Here’s a summary of his main points:
- Identify the problem: Each experiment should attempt to solve a problem. The “problem” could just be your annoying curiosity to experience something new. Or it could be something a little more painful. Point is, you need to have a reason to do the experiment, even if that reason seems silly. Otherwise, you won’t follow through with it.
- Plan out where you want to be: Once your know what the problem is, you can work backward to figure out how to try to solve it. Of course, they’re experiments, so you won’t know for sure what will work. That’s okay. Guessing is okay.
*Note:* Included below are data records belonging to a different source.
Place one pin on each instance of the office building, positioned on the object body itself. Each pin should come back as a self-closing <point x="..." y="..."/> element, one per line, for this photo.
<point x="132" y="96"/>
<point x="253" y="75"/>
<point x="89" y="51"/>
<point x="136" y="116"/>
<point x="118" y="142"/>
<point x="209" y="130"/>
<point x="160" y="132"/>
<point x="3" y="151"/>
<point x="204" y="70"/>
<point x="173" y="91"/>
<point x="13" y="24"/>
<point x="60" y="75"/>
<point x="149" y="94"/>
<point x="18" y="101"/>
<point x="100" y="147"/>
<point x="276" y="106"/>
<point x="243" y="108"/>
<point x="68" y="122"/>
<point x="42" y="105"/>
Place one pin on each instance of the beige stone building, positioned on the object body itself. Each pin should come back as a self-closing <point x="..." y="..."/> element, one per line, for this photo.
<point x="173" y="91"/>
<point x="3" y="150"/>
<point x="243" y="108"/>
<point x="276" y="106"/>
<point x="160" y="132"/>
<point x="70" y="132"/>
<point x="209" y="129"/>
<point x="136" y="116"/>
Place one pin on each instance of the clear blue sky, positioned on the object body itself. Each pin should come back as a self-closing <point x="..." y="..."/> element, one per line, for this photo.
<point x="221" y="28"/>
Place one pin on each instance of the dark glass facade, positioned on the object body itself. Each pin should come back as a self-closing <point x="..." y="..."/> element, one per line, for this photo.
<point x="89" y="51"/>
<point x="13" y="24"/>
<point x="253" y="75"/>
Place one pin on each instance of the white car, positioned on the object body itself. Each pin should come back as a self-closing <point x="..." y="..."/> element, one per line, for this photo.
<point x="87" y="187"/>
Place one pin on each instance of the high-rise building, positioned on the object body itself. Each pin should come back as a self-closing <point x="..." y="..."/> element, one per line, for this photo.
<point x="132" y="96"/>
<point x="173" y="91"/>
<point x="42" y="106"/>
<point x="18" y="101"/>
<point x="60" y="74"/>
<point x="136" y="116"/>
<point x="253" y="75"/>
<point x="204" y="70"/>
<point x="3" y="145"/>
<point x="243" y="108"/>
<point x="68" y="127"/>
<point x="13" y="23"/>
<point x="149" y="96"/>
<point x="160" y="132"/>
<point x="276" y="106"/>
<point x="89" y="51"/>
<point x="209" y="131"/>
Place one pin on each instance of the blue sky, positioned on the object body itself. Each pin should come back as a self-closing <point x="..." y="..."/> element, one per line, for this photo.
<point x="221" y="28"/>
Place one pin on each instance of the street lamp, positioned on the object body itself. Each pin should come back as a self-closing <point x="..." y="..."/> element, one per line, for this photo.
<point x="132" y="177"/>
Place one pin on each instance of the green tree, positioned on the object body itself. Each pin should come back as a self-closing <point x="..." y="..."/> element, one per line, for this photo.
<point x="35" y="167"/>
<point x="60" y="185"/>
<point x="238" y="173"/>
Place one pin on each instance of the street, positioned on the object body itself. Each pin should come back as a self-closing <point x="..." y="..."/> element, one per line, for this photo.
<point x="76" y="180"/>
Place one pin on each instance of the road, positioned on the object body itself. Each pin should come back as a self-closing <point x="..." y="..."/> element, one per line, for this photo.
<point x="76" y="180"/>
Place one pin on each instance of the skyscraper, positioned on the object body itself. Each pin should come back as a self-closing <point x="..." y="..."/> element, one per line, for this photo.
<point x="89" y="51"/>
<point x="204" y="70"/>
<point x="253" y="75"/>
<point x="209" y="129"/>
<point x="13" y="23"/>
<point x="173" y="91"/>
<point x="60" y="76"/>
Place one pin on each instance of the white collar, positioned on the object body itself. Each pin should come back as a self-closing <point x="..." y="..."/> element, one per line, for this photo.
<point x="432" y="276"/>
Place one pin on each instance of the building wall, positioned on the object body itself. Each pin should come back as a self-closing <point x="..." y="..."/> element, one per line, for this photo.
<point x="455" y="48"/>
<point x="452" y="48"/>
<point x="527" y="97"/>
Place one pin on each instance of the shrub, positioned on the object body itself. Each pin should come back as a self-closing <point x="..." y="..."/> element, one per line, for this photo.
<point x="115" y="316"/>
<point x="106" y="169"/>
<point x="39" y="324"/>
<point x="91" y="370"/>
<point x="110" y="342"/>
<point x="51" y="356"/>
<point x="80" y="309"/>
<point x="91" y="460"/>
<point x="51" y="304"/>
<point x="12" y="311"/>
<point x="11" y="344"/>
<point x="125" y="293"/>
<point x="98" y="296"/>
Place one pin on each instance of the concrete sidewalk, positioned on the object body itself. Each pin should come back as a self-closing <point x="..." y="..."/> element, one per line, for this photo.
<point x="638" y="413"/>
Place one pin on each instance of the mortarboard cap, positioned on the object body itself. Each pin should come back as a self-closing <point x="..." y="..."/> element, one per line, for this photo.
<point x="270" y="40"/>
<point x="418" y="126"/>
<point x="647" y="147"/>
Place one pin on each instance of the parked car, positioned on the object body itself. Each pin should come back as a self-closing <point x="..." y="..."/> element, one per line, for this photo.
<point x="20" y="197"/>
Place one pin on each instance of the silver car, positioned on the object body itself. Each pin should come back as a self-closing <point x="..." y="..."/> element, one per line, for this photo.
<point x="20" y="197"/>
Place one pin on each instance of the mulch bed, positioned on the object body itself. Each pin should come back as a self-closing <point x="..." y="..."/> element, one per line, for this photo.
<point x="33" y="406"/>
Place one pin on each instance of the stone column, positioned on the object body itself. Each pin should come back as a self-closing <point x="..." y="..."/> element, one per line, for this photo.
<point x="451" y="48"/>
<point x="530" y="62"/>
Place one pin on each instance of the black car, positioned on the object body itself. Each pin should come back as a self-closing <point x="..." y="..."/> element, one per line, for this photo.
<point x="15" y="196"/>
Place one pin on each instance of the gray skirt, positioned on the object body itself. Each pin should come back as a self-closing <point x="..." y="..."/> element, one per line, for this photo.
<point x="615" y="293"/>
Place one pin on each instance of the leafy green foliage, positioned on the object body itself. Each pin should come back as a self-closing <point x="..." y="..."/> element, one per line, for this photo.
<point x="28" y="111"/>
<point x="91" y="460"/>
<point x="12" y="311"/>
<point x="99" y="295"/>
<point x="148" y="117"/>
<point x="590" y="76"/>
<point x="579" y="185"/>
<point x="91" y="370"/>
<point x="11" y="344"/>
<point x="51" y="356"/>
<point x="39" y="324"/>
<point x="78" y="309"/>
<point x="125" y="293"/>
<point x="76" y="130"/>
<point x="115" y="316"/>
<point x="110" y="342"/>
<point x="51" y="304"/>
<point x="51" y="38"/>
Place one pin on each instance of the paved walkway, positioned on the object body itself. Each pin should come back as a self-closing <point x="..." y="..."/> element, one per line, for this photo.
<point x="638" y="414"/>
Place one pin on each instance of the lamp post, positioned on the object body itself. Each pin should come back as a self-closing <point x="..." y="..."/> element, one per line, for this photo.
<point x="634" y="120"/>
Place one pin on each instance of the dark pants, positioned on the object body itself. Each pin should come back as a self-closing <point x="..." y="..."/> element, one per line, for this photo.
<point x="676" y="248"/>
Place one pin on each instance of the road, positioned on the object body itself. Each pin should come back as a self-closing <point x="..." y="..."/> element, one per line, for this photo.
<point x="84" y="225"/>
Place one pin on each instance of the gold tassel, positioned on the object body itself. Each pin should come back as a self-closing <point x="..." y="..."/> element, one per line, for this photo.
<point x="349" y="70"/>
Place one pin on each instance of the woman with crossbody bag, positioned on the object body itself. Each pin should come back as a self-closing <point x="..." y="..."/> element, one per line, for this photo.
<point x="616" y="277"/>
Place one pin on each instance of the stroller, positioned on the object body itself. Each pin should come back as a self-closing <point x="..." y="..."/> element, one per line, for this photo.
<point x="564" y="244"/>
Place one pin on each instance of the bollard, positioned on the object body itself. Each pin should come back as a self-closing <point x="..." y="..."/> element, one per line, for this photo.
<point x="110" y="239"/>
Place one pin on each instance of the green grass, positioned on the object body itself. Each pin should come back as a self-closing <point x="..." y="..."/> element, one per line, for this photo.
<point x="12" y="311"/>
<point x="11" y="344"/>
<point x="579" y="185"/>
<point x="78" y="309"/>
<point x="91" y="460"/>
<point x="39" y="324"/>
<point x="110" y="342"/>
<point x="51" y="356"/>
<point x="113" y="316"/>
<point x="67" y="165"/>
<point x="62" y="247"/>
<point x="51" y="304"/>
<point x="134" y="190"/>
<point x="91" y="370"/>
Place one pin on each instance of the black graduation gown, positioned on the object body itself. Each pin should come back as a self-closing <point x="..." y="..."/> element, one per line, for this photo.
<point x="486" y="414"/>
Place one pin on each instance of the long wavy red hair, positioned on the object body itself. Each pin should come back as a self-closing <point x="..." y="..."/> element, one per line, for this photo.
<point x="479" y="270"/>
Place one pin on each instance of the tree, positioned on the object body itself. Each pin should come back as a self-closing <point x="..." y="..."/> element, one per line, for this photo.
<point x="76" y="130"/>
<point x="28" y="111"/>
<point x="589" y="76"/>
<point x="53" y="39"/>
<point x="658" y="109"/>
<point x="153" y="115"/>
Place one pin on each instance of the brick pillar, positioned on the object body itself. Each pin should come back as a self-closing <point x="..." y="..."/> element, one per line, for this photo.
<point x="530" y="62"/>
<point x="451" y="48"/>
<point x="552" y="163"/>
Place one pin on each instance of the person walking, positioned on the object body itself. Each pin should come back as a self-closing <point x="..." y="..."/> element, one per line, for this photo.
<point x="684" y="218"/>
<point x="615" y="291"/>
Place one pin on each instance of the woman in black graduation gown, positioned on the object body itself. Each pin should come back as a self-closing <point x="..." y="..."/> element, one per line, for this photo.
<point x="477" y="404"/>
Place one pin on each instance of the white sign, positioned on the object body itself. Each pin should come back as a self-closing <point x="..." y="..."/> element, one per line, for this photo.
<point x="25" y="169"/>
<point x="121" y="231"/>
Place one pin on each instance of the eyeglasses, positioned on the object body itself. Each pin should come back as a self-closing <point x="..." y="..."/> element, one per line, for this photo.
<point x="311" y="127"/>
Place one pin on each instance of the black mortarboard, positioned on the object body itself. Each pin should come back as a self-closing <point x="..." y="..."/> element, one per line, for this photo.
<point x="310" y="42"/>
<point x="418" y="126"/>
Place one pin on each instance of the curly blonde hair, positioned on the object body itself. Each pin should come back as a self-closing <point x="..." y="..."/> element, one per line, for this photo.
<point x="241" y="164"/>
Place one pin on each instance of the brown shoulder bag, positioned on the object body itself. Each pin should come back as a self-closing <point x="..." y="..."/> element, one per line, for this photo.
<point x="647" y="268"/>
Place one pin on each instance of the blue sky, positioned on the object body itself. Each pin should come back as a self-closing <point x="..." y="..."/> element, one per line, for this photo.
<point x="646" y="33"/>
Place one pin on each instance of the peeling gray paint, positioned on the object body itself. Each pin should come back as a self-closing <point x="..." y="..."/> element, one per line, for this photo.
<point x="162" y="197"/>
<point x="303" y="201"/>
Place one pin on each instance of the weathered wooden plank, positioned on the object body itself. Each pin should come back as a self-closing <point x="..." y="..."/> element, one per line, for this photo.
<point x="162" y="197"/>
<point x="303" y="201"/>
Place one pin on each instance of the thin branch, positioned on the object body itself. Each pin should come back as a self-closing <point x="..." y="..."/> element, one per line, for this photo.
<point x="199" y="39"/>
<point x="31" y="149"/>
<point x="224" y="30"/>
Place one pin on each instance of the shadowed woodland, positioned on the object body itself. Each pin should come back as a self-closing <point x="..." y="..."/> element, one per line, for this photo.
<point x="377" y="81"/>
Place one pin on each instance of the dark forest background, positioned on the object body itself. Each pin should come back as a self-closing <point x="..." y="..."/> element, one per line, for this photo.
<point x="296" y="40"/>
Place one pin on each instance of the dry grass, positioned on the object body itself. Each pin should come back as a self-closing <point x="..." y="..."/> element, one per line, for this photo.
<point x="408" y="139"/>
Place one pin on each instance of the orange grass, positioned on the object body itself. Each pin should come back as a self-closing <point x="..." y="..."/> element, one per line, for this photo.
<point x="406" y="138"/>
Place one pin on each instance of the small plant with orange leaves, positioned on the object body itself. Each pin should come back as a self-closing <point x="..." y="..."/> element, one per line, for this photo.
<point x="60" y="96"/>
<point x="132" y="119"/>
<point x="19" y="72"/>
- Establish rules and guidelines: Lifestyle experiments are measurable. That’s the difference between experiments and changes. You want to be able to repeat the process and learn from it, whether it works out the way you want or not. Also, these rules force you to be more creative within them.
- Jump: Finally, you have to commit to the experiment and take the plunge. I’m more a fan of short experiments without much planning than long experiments with lots of planning. Because you don’t really know what you’re getting into until you try it. So try it. Correct as you go.
Notice that none of this is revolutionary by itself. What makes life experiments interesting isn’t the method. Science has used the method for hundreds of years. What makes life experiments interesting is that someone, an actual person, is doing them, actually doing them.